Medaka

Overview

Medaka is a neural-network-based polishing tool from Oxford Nanopore Technologies that improves the consensus accuracy of draft assemblies produced from Nanopore reads. It aligns the original reads back to the draft assembly and applies a recurrent neural network to predict a more accurate consensus sequence. Medaka provides pre-trained models matched to specific basecalling configurations (chemistry, pore type, and basecaller version), and its medaka_polisher pipeline wraps alignment, inference, and consensus generation into a single command.

Installation

mamba install -c bioconda medaka

Basic Usage

Polish a Flye assembly using the reads that produced it, selecting a model that matches the basecalling configuration.
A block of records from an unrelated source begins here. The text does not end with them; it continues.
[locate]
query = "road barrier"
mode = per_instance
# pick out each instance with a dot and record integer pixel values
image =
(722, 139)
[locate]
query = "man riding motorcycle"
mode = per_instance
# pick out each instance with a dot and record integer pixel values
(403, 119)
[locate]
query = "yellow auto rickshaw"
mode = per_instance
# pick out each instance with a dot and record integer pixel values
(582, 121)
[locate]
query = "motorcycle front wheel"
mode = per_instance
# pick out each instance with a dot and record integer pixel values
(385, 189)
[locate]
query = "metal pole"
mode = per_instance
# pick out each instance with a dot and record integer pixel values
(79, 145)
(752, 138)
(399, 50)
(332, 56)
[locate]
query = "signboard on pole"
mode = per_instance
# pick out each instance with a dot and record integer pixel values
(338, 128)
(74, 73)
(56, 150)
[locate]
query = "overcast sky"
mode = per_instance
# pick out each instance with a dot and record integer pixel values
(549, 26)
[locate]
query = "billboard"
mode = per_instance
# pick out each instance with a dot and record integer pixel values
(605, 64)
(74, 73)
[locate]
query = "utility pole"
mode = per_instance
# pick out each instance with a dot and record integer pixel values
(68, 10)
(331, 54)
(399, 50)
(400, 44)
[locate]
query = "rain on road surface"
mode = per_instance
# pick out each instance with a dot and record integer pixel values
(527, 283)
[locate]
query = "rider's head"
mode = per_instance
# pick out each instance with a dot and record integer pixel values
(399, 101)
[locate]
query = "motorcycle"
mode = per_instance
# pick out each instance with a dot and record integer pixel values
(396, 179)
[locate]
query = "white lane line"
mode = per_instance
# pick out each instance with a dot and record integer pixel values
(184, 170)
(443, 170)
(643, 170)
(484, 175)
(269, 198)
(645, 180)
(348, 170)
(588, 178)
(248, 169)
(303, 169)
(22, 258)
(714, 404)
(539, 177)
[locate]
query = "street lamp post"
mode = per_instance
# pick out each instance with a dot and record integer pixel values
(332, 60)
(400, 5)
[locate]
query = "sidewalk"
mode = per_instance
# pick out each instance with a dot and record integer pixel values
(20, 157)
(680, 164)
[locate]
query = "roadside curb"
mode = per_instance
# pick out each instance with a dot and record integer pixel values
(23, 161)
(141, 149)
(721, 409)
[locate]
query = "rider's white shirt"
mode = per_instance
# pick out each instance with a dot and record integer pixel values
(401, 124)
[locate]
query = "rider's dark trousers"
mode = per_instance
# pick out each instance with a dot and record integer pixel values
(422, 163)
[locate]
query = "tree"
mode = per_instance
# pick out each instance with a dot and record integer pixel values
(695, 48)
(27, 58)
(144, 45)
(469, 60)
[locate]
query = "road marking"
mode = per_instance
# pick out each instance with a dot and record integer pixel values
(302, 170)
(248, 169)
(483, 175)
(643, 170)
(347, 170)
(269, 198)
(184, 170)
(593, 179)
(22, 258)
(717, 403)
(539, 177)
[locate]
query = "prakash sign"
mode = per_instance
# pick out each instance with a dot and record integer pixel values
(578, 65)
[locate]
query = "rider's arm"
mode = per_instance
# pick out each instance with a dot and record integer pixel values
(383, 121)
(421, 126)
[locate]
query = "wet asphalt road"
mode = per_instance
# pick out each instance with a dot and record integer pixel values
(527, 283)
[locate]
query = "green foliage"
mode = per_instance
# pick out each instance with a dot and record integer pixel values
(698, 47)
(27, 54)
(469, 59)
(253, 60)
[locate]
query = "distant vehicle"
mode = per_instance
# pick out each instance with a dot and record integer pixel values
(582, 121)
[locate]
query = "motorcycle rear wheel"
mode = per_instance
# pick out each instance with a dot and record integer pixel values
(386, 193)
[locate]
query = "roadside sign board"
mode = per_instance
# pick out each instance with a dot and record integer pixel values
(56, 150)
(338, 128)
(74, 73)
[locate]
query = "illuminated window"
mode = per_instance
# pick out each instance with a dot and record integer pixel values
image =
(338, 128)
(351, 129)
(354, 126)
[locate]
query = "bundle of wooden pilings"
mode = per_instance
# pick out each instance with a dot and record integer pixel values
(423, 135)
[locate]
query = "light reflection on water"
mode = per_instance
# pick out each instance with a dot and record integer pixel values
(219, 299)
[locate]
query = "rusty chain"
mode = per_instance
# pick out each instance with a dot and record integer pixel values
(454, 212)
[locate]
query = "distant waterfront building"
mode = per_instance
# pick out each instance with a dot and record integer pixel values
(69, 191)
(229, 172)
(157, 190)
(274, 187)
medaka_polisher -i filtered_reads.fastq.gz \
  -d flye_output/assembly.fasta \
  -o medaka_output/ \
  -m r1041_e82_400bps_sup_v5.0.0 \
  --bacteria \
  --threads 8

Key Parameters

Flag / option	Description
`-i`	Input reads in FASTQ or FASTA format (the same reads used for assembly).
`-d`	Draft assembly to be polished (FASTA format).
`-o`	Output directory for the polished consensus.
`-m`	Medaka model name matching the basecalling configuration (e.g. `r1041_e82_400bps_sup_v5.0.0`). Use `medaka --list_models` to see available models.
`--bacteria`	Apply settings optimised for bacterial genomes.
`--threads`	Number of CPU threads to use for alignment and inference.
`-b`	Inference batch size (higher values use more GPU memory but run faster).

Expected Output

Medaka writes its results to the specified output directory:

consensus.fasta – the polished consensus assembly in FASTA format. This is the primary output for downstream analysis.
Intermediate BAM alignment files used during the polishing process.
Log files with details of model inference and consensus calling.

The polished consensus.fasta typically shows measurable improvements in identity when compared to a reference, particularly at homopolymer sites where Nanopore reads are most error-prone.